Part of its plan for a post-Roe world, in stark contrast to an emotionally targeted public-relations campaign highlighting health risks of pregnant mothers, is the abortion industry’s efforts to minimize these same health risks as they seek relaxed regulations for the two-drug (RU-486 and misoprostol) chemical abortion regimen. Nothing exposes the lie that abortion is about women’s health more than the industry’s goal to make these dangerous pills available online without an in-person visit. Without exact dating, the mother’s risk for infection due to retained fetal products increases. Without ultrasound to confirm an intrauterine location, ectopic pregnancy complications increase. Without psychological support, an unprepared woman seeing her dead baby in the toilet can be devastating. Most tragically, however, making these pills available simply with an online request, takes away what may be the one opportunity an abused woman has to seek deliverance from an abuser, who would otherwise force her to ingest these pills and destroy evidence of his abuse.

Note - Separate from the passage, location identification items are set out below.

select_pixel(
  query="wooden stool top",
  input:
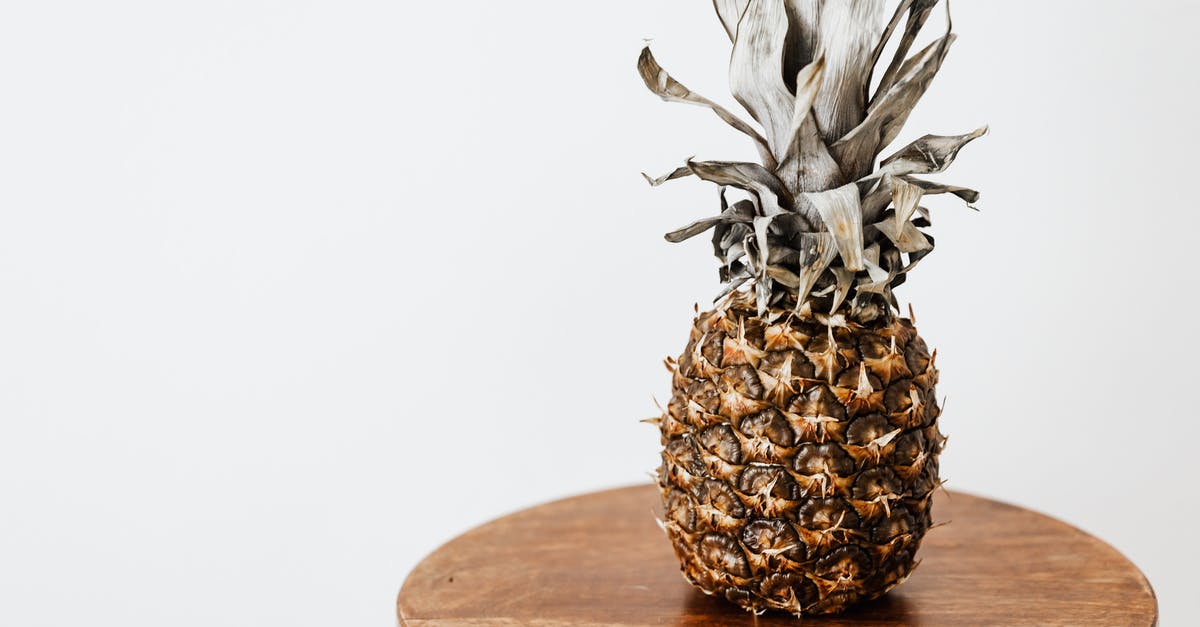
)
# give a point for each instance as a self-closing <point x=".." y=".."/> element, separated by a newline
<point x="600" y="559"/>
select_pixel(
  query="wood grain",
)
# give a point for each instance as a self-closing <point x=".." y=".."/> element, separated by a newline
<point x="600" y="559"/>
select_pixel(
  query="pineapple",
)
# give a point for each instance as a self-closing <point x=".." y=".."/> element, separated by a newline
<point x="801" y="442"/>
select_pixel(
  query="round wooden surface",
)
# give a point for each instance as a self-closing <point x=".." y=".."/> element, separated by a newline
<point x="600" y="559"/>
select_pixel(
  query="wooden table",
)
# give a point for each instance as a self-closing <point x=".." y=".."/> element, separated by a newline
<point x="600" y="559"/>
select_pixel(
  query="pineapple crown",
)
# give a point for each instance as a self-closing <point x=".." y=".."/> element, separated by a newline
<point x="819" y="219"/>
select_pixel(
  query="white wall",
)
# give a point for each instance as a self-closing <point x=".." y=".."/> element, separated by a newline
<point x="295" y="291"/>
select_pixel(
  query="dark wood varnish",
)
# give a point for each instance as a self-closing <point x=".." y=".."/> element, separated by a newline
<point x="600" y="560"/>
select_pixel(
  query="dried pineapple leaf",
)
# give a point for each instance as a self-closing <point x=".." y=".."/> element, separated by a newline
<point x="849" y="31"/>
<point x="741" y="212"/>
<point x="918" y="12"/>
<point x="817" y="251"/>
<point x="761" y="227"/>
<point x="784" y="276"/>
<point x="841" y="213"/>
<point x="677" y="173"/>
<point x="801" y="46"/>
<point x="730" y="11"/>
<point x="856" y="151"/>
<point x="905" y="197"/>
<point x="929" y="155"/>
<point x="930" y="187"/>
<point x="845" y="278"/>
<point x="808" y="85"/>
<point x="693" y="230"/>
<point x="671" y="90"/>
<point x="773" y="196"/>
<point x="756" y="71"/>
<point x="904" y="234"/>
<point x="888" y="30"/>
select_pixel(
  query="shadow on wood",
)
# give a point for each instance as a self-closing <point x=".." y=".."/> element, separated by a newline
<point x="599" y="559"/>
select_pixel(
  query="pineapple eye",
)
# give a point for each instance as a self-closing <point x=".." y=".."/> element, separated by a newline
<point x="823" y="459"/>
<point x="723" y="554"/>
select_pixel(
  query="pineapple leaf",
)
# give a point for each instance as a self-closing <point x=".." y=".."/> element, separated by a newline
<point x="671" y="90"/>
<point x="918" y="12"/>
<point x="905" y="197"/>
<point x="693" y="230"/>
<point x="677" y="173"/>
<point x="849" y="33"/>
<point x="731" y="11"/>
<point x="741" y="212"/>
<point x="817" y="251"/>
<point x="928" y="186"/>
<point x="756" y="71"/>
<point x="773" y="196"/>
<point x="808" y="85"/>
<point x="929" y="155"/>
<point x="856" y="151"/>
<point x="904" y="234"/>
<point x="841" y="213"/>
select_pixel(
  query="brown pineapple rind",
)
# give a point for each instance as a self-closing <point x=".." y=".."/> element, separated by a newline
<point x="799" y="457"/>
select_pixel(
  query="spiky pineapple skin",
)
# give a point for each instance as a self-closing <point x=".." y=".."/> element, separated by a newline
<point x="799" y="457"/>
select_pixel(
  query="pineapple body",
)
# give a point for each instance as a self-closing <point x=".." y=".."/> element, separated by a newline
<point x="799" y="455"/>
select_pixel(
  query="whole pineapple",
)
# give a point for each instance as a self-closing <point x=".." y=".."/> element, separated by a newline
<point x="801" y="441"/>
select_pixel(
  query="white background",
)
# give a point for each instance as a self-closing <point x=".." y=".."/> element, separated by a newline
<point x="292" y="292"/>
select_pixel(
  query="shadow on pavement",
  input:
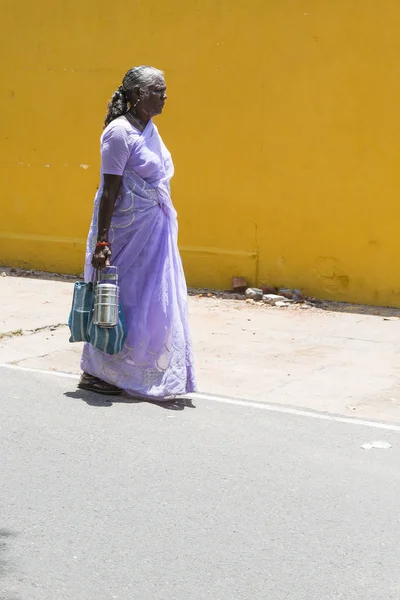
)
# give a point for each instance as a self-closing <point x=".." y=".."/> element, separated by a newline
<point x="107" y="401"/>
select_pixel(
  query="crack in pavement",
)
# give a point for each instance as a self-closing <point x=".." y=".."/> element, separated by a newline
<point x="23" y="332"/>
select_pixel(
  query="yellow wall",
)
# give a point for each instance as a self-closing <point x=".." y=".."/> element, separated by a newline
<point x="283" y="119"/>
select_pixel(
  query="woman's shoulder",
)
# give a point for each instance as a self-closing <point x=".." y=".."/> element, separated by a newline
<point x="119" y="128"/>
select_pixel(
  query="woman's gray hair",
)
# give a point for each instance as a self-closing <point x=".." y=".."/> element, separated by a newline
<point x="142" y="77"/>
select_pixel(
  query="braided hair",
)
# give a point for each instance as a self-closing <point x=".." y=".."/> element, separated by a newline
<point x="142" y="77"/>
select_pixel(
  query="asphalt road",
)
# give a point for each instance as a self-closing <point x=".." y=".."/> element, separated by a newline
<point x="126" y="501"/>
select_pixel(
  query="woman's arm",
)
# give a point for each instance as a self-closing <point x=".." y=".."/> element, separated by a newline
<point x="111" y="185"/>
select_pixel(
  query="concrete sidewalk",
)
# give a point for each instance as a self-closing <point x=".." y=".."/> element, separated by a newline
<point x="344" y="363"/>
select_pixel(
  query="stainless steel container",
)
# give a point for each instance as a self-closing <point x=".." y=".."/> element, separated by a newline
<point x="106" y="302"/>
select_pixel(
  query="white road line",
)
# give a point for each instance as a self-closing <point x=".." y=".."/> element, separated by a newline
<point x="40" y="371"/>
<point x="248" y="404"/>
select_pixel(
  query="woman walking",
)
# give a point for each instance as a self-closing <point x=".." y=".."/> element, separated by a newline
<point x="134" y="227"/>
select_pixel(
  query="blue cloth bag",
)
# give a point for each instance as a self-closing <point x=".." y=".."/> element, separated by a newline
<point x="82" y="327"/>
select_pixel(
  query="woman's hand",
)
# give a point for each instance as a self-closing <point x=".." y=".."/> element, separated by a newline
<point x="101" y="257"/>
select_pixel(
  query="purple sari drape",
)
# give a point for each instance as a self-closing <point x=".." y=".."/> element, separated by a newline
<point x="157" y="358"/>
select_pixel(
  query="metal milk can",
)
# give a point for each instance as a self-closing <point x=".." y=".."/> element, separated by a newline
<point x="106" y="299"/>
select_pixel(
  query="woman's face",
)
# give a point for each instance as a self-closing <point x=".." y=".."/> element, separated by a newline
<point x="152" y="101"/>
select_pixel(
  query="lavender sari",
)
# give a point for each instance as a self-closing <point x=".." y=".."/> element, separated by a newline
<point x="157" y="359"/>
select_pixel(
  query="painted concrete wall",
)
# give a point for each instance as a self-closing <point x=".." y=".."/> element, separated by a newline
<point x="283" y="120"/>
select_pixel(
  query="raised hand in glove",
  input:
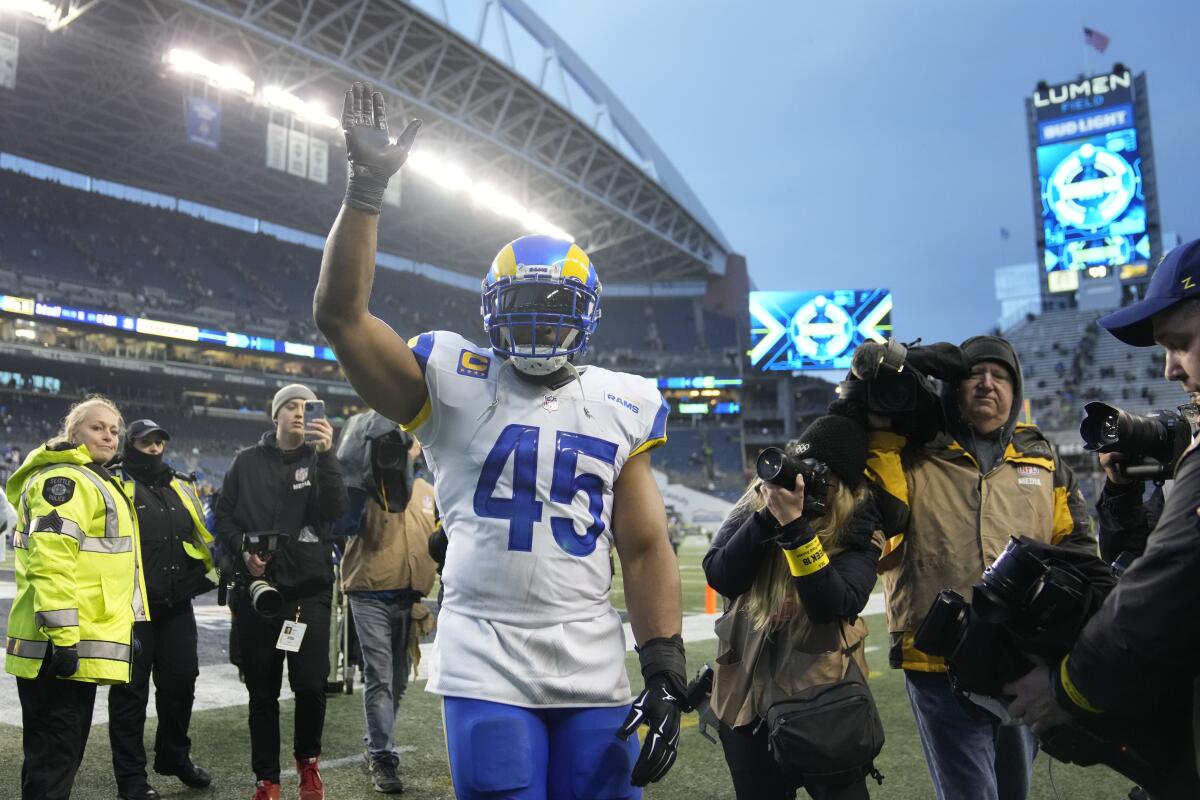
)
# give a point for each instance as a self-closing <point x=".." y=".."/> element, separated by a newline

I do not understand my colleagues who promote and perform abortions. I do not understand how large organizations like the American Academy of Family Practice, which waxes proudly about care for the whole family, can ask their members to abdicate responsibility in caring for those unborn family members, who apparently have less value. And I do not know how to convince my colleagues that all life is created equal with certain unalienable rights, including the right to life. Until I do, and physicians ethically govern themselves as we are morally required to do, I pray for my colleagues’ conversion, and sadly must support government involvement in medicine to ensure protection of all innocent human life.